Ariaratnam Gobikrishna MD
The best way to leave this world is without pain or suffering. Most of us hope for a long, healthy life, followed by a peaceful end. Yet life does not always follow that script. In a strange and almost cruel way, it is often the young who leave suddenly, without suffering, while those who live longer are more likely to face illness and decline. While the young may be spared physical suffering, it is their loved ones who bear the deepest pain—the shock of an untimely loss and the lingering fear that the same fate may be waiting for them.
After the initial period of grief, families—especially parents—often turn their attention to their surviving children. That is when the role of the physician shifts. The time for consolation gradually gives way to careful exploration. In earlier times, such deaths might have been attributed to horoscopes, omens, spiritual predictions, or the “evil eye.” Today, we rely on science—but even then, our answers are limited. If medical records are spotty and no autopsy has been performed, finding a cause can feel like wild goose chase. Even with autopsies, around 40 percent of cases remain unexplained.

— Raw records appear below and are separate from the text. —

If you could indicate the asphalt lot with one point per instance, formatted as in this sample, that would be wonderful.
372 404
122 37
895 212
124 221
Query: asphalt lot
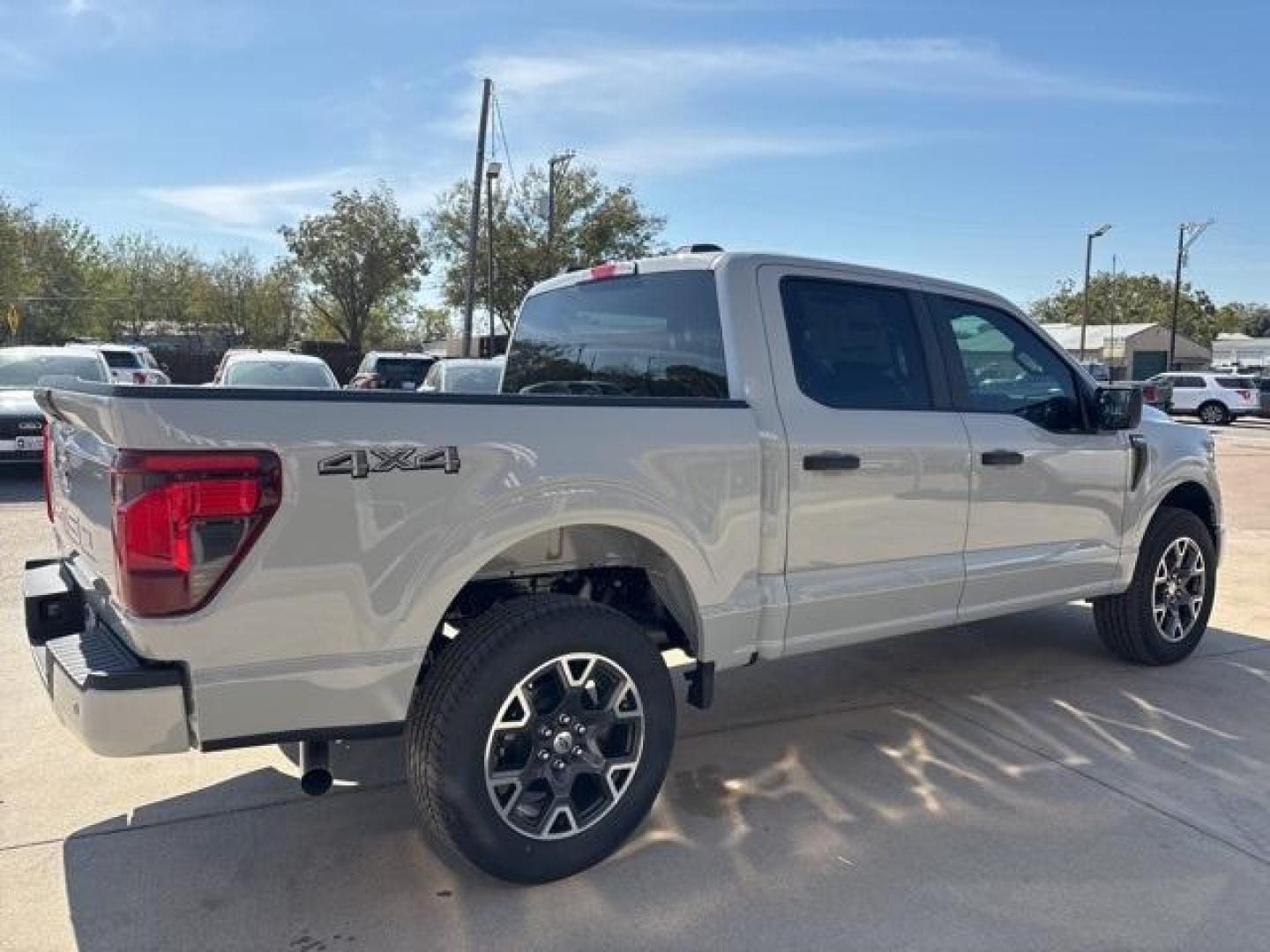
997 786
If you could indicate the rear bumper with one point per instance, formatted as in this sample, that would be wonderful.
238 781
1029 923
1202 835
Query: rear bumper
118 704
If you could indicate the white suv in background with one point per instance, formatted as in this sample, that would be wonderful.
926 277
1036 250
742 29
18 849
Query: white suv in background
1214 398
130 363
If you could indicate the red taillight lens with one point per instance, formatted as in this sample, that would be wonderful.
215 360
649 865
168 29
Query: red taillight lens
49 471
184 521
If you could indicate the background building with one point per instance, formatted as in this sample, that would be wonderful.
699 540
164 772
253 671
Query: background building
1243 352
1131 351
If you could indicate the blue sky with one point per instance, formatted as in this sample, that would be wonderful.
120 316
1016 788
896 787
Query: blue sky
977 141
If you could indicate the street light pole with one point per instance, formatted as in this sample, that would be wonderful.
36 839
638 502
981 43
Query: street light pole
1194 230
492 172
563 160
1085 303
474 221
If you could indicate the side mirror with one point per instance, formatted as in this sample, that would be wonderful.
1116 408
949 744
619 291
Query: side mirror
1117 407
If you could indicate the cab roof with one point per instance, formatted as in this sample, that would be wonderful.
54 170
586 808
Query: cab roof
719 260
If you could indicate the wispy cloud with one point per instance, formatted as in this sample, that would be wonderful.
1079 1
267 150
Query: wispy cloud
257 204
17 61
652 109
929 66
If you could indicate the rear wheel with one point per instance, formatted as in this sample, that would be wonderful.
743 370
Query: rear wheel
1214 413
1163 614
540 739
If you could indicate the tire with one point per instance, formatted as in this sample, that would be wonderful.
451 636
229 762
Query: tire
519 830
1214 413
1127 623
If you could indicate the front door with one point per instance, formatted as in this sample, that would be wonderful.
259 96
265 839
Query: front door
879 485
1047 494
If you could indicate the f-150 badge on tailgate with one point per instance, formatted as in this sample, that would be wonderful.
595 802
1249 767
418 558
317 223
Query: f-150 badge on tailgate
361 464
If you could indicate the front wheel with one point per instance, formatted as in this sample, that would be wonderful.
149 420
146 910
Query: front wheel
1214 414
539 740
1163 614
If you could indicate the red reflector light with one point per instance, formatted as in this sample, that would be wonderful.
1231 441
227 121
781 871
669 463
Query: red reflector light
184 521
612 270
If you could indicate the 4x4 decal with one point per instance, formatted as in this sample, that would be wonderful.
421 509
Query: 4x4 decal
361 464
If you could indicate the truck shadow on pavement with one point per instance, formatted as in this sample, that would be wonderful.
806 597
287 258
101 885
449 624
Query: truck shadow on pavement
900 787
20 482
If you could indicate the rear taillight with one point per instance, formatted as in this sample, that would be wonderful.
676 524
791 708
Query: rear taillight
184 521
49 470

For many young people, sudden deaths are linked to a few known inherited problems involving the heart or the brain. These organs are crucial for sustaining life, and if either fails abruptly, death can occur within moments. These inherited genetic changes may affect the structure or electrical function of the heart, or the blood vessels supplying the brain. Medically, the final event is often described as “cardiac arrest,” which usually means the heart suddenly goes into a chaotic rhythm and can no longer pump blood effectively. Less commonly, the heart may continue to beat without effectively pumping blood, eventually slowing and stopping altogether. In some cases, the brain is the first organ to fail, such as during a sudden bleed from an aneurysm (ballooning of arteries), even while the heart continues to pump for a prolonged period if oxygenation is maintained on a ventilator.
When there is no clear diagnosis and no autopsy, evaluation usually begins with the heart in first-degree relatives, as most known genetic causes of sudden death in the young originate there. From this starting point, testing is expanded as needed, guided by the circumstances of the death and the family history. Even if a definitive explanation is not found, this approach can uncover hidden risks and, in some cases, help prevent another tragedy.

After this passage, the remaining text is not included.